You think with all the nonsense that happens here, someone would have taken offense and hacked into the /. servers.
I just hacked this reply! It was a reference to the last time it happened, but I thought it better to give you a new example.
I've taught computer security and web application security at an undergraduate level, and I can tell you that this is just not true. Now, its possible you can have foreclosed all the most obvious direct methods of breaking into your system. You've closed every possible content injection hole, you've configured the network such that even if someone started a rogue process on your machine it couldn't talk to anything outside your network, you've locked down every file using SELinux rules so no process exposed to any outside influence can write to any file whatsoever. Great, that's all wonderful!
Now, are all the other systems on your network, even the appliances and your connectivity providers routers all 100% secure? No? Gosh, now I've defeated the network origin based aspects of your setup. Now, is the IPMI properly secured on the physical server your instance is running on? Is the VMWare hypervisor unhackable? Could I get into the management infrastructure (maybe through an insecure operator workstation, etc) and say create an instance of my own that I can use to leverage an attack on that hypervisor? Or maybe I can just poison the image you use and force VMWare to restart your instance. Once I'm on your network, eventually I own you. I don't care what you do, I WILL own you. If its worth my time and energy to own you then I will. And all of the suggestions above? Those are the HARD way to do it. As the Chinese have amply shown you can ALWAYS count on human weakness. You can spearfish someone, etc, own their machines, get their ssh keys, run APTs on their system that can spread through a network by means you don't even know exist.
There are basically 2 things you do. First you do what you're doing, its not valueless, its just that all it does is keep out the riffraff. It makes you uninviting to the casual, inept, and poorly resourced threats. That allows you to concentrate on the REAL threats. Next you analyze your assets and determine which things are most valuable to protect. You can now determine what might be viable pathways for an attacker to get to those things. You can now use active defenses, monitoring and threat response systems to make attacks on those things so difficult and expensive that they're just not economically worth it. There still might be some insane guy that won't quite and he'll beat you perhaps, but that's life. No Russian mobster or Chinese corporate hack will bother, its not cost-effective to them.
And that is the key point, static defenses, as good as you may make them, are worthless. You wouldn't defend a ton of gold by just locking it in a safe. A safe is great, but if I can stand in front of that safe for a week its GOING to fail. You must have active defenses, guard dogs around the safe, watchmen that can catch intruders, etc. Likewise, you need active defenses. Not only do they (hopefully) detect intrusions, but they at least allow you after the fact to narrow down what happened, find out which files the bad guys got, which machines they accessed, etc. They are both security AND mitigation methods, and they're the most important things. Even the simple ones, running some sort of file system integrity checker on each server and keeping track of the results, etc.
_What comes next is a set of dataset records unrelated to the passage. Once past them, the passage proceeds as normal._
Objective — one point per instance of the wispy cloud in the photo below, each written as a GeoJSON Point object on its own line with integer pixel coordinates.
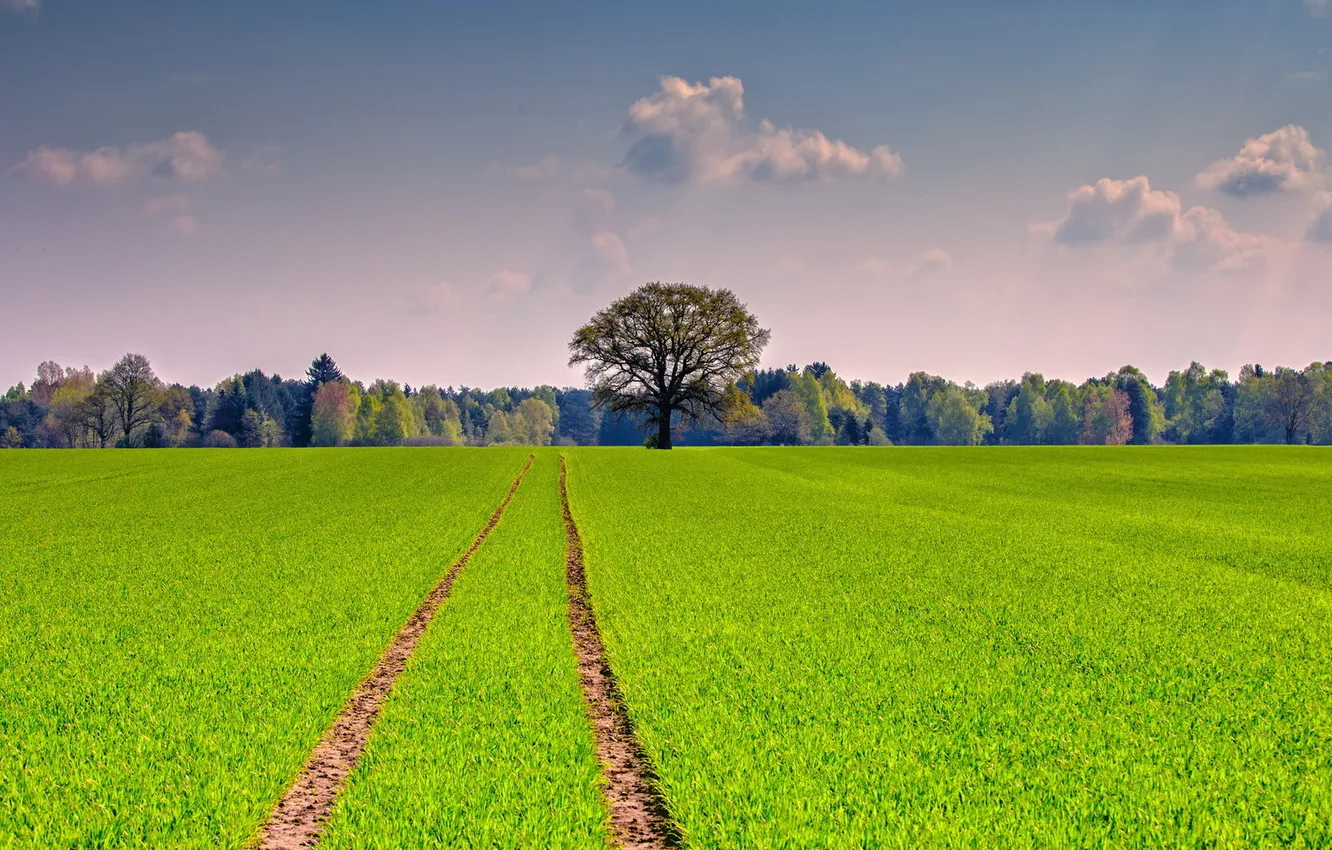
{"type": "Point", "coordinates": [695, 132]}
{"type": "Point", "coordinates": [21, 7]}
{"type": "Point", "coordinates": [425, 300]}
{"type": "Point", "coordinates": [612, 251]}
{"type": "Point", "coordinates": [542, 169]}
{"type": "Point", "coordinates": [508, 285]}
{"type": "Point", "coordinates": [185, 156]}
{"type": "Point", "coordinates": [1131, 212]}
{"type": "Point", "coordinates": [176, 211]}
{"type": "Point", "coordinates": [922, 265]}
{"type": "Point", "coordinates": [1286, 160]}
{"type": "Point", "coordinates": [1322, 228]}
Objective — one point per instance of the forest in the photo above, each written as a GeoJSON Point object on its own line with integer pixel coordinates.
{"type": "Point", "coordinates": [129, 407]}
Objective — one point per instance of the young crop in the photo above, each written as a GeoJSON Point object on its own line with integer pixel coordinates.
{"type": "Point", "coordinates": [484, 741]}
{"type": "Point", "coordinates": [179, 629]}
{"type": "Point", "coordinates": [1024, 648]}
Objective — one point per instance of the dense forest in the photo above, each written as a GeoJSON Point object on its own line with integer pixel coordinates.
{"type": "Point", "coordinates": [128, 407]}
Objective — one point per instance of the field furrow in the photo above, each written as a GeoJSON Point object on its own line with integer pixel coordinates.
{"type": "Point", "coordinates": [299, 817]}
{"type": "Point", "coordinates": [179, 629]}
{"type": "Point", "coordinates": [484, 741]}
{"type": "Point", "coordinates": [1026, 648]}
{"type": "Point", "coordinates": [638, 816]}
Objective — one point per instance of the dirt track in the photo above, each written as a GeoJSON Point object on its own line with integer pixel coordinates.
{"type": "Point", "coordinates": [638, 816]}
{"type": "Point", "coordinates": [300, 816]}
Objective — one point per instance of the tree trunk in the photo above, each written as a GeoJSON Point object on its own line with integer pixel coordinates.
{"type": "Point", "coordinates": [664, 429]}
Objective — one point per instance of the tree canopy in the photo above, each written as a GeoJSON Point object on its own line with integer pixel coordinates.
{"type": "Point", "coordinates": [666, 351]}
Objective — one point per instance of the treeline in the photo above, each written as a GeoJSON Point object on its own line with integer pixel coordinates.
{"type": "Point", "coordinates": [127, 405]}
{"type": "Point", "coordinates": [813, 405]}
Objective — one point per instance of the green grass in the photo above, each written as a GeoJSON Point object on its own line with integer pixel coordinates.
{"type": "Point", "coordinates": [484, 741]}
{"type": "Point", "coordinates": [1014, 648]}
{"type": "Point", "coordinates": [179, 628]}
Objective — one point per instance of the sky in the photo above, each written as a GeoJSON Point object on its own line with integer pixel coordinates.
{"type": "Point", "coordinates": [444, 192]}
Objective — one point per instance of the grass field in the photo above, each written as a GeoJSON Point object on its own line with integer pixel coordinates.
{"type": "Point", "coordinates": [1022, 648]}
{"type": "Point", "coordinates": [484, 742]}
{"type": "Point", "coordinates": [177, 629]}
{"type": "Point", "coordinates": [821, 648]}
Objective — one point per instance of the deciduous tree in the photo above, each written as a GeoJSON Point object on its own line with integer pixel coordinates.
{"type": "Point", "coordinates": [669, 349]}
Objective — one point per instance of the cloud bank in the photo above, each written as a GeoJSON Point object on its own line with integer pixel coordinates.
{"type": "Point", "coordinates": [185, 156]}
{"type": "Point", "coordinates": [1286, 160]}
{"type": "Point", "coordinates": [1131, 212]}
{"type": "Point", "coordinates": [694, 132]}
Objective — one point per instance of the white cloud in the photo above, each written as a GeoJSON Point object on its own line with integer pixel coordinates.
{"type": "Point", "coordinates": [1322, 228]}
{"type": "Point", "coordinates": [541, 169]}
{"type": "Point", "coordinates": [184, 156]}
{"type": "Point", "coordinates": [695, 132]}
{"type": "Point", "coordinates": [1130, 212]}
{"type": "Point", "coordinates": [612, 251]}
{"type": "Point", "coordinates": [505, 285]}
{"type": "Point", "coordinates": [1286, 160]}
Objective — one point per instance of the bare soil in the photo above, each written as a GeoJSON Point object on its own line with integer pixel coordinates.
{"type": "Point", "coordinates": [300, 816]}
{"type": "Point", "coordinates": [640, 818]}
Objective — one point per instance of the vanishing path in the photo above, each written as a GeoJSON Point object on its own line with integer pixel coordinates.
{"type": "Point", "coordinates": [638, 816]}
{"type": "Point", "coordinates": [300, 816]}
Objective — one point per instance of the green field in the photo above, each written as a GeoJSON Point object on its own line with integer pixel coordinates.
{"type": "Point", "coordinates": [819, 648]}
{"type": "Point", "coordinates": [1022, 648]}
{"type": "Point", "coordinates": [484, 742]}
{"type": "Point", "coordinates": [177, 629]}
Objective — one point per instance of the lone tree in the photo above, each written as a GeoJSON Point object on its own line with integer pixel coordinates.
{"type": "Point", "coordinates": [132, 388]}
{"type": "Point", "coordinates": [666, 349]}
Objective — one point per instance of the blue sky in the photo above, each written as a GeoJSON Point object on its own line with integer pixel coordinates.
{"type": "Point", "coordinates": [441, 195]}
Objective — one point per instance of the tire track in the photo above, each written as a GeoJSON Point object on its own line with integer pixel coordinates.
{"type": "Point", "coordinates": [300, 816]}
{"type": "Point", "coordinates": [640, 818]}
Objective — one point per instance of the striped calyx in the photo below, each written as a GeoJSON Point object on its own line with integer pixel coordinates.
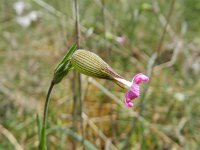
{"type": "Point", "coordinates": [90, 64]}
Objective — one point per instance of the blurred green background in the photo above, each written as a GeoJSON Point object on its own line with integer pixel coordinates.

There's a LOT more to security than write protecting all your files and such. You can NEVER lock down everything and the attack surface of your machine always extends beyond the reach of any single sysadmin.
"Malo periculosam, libertatem quam quietam servitutem." -- Jefferson
also the spy agencies have hijacked the website for there ip data mining
You can't blame the people for misunderstanding. People hear what poor journalism tells them.